Circle the area on this map


Q: Emilie Dubois, who grew up speaking French, said one out of five chapters of her thesis on cellular and molecular biology was in English because it was based on a published English article in a scientific journal. She received her doctorate from a French university in Quebec’s capital ...

A. Montreal

B. Ottawa

C. Quebec City

D. St. John's


C. Quebec City, the capital and second largest city of Quebec, was founded in 1608 by French explorer Samuel de Champlain. Montreal is the largest city in Quebec. Ottawa is the capital of Canada, and St. John’s is the capital and largest city of Newfoundland and Labrador, the easternmost province of Canada.


Q: Quebec’s authorities jealously protect the status of French as the official language of a province surrounded by English-speaking North America. Quebec came under British control 1763 after France’s defeat in what war?

A. French and Indian War

B. Seven Years’ War

C. War of Conquest

D. All of the above


D. Known as the French and Indian War in the United States and the Seven Years’ War in most of Canada, French-Canadians often call it La guerre de la Conquête ("The War of Conquest").
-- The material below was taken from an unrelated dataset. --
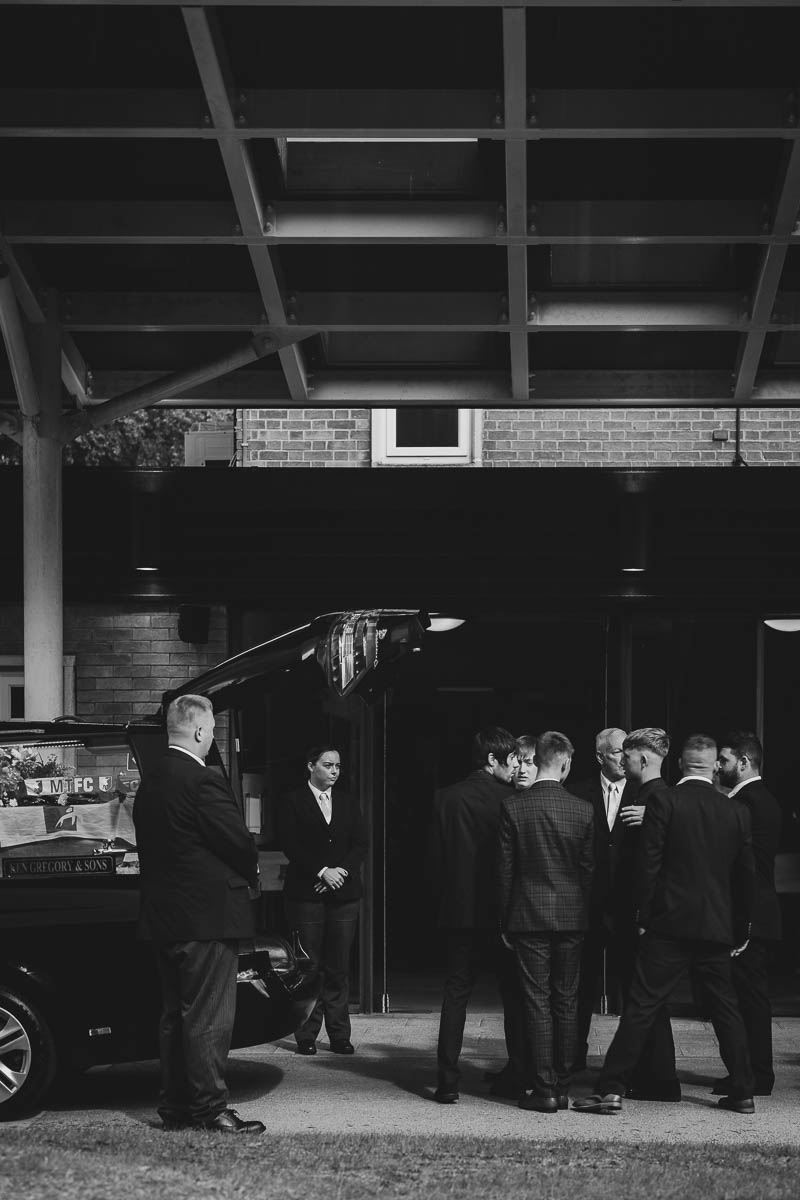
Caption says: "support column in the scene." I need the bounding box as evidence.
[23,306,65,720]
The conflict among five European powers over five continents started with an ambush of a small French force by a British unit led by a 22-year-old George Washington.


Q: After that war, the British expanded the Province of Quebec’s borders all the way to the Mississippi and Ohio rivers. Which one of these present states was NOT part of that expanded province?

A. Illinois

B. Iowa

C. Michigan

D. Wisconsin


B. The province's territory was expanded to include much of what is now the Canadian province of Ontario, as well as the states of Illinois, Indiana, Michigan, Ohio, Wisconsin, and parts of Minnesota. Iowa is across the Mississippi River from southern Wisconsin and northern Illinois.


Q: During the Seven Years’ War, the British deported about 11,500 French-speaking Acadians from their land near the eastern coast of Canada. Where did many of those deportees end up?

A. Louisiana

B. Ohio

C. Texas

D. Wisconsin


A. Thousands of deported Acadians were sent to France and then recruited by Spain to settle farms in what is now Louisiana. There they developed what became known as Cajun culture. Other Acadians were sent south to Britain’s other Atlantic colonies where they often ended up in servitude and poverty.